Il brillait d’une lumière jaune qui diffusait également de la chaleur aux alentours.
« Cela nous apporte lumière et chaleur, permettant aux plantes de prospérer comme sous un soleil normal, mais sans nous nuire, à nous, morts-vivants. Nous avons besoin de verdure et d’art pour conserver notre humanité et ne pas oublier notre vie passée.
« Baba Yaga a créé ses enfants en les rendant semblables aux plantes, non seulement en termes de longévité, mais aussi de mentalité. Nous sommes des prédateurs qui se détachent facilement de leurs sentiments et ne se soucient de personne d’autre que d’eux-mêmes.
« Garder la ville belle permet à nos troupeaux qui vivent ici d’être heureux, et nous évite de nous transformer en monstres sanguinaires sans cervelle », expliqua Vladion alors qu’ils se dirigeaient vers Lightkeep.
« C’est la deuxième fois que vous utilisez le terme "troupeau". Qu’est-ce que ça veut dire ? » demanda Lith.

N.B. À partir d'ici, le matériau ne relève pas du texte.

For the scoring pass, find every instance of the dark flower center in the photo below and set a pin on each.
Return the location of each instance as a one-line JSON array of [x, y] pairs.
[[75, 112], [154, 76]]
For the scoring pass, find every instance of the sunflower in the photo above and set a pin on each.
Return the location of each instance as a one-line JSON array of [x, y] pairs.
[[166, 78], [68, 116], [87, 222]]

« Tuer pour se nourrir est considéré comme un acte barbare, quelque chose que seuls les bêtes et les enfants stupides font. Sans vouloir vous offenser. » répondit Vladion.

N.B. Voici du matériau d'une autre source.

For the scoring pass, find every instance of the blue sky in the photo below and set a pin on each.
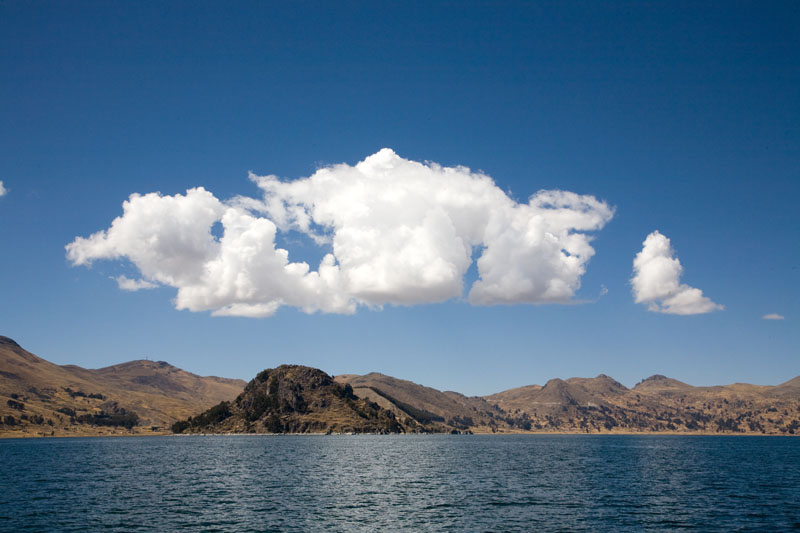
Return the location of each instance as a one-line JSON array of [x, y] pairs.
[[684, 118]]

« Aucune offense », grogna Scarlett.
« Tuer ne fait pas seulement connaître notre présence dans vos villes, cela entrave aussi l’utilisation de la magie. Chaque fois que l’un d’entre nous lance un sort puissant de magie de la lumière, un réseau, ou fabrique un artefact puissant, nous devons reconstituer nos forces.
« Pour ce faire, nous avons un troupeau. Un groupe d’individus de notre race d’origine dont nous prenons soin, que nous nourrissons, protégeons et à qui nous enseignons même la magie. En échange, ils nous fournissent volontairement leur essence vitale, nous soulageant du besoin de chasser », expliqua Vladion.
« En gros, un harem. » Les mots de Lith firent rire le Premier-né.
« Par les dieux, non. Mon troupeau est si grand que si je devais coucher avec chacun d’eux, je n’aurais pas le temps de manger. Parfois, je dors avec eux, mais je ne suis lié à aucun d’eux de manière romantique, et ils ne le sont pas non plus à moi.
« Ils peuvent coucher avec qui ils veulent tant qu’ils préservent leur force vitale et leur sang uniquement pour moi. D’ailleurs, les harems ne fonctionnent jamais. Il y a toujours un favori, les autres deviennent jaloux, et avant même de s’en rendre compte, ils commencent à vous voir comme un simple portefeuille.
« Ils restent avec vous pour votre pouvoir et vos ressources, mais ils n’ont aucun scrupule à vous tromper puisque vous les avez pratiquement toujours trompés vous-mêmes. Je parle d’expérience. »
Après cela, ils marchèrent en silence jusqu’à ce qu’ils atteignent la demeure de Vladion. C’était un magnifique manoir de trois étages construit dans un style rappelant une abbaye européenne du XVIIe siècle.
L’endroit était impeccable, sans chauves-souris suspendues aux plafonds ni toiles d’araignées grandes comme des draps. Plus Lith observait Lightkeep, plus les films d’horreur de la Terre lui semblaient ridicules.
La maison de Vladion était richement décorée de fresques et de peintures, et son mobilier aurait fière allure même dans la demeure des Ernas.
Un hologramme se tenait près de l’apprenti, lui montrant les signes de main corrects et prononçant les mots magiques avec l’accentuation appropriée.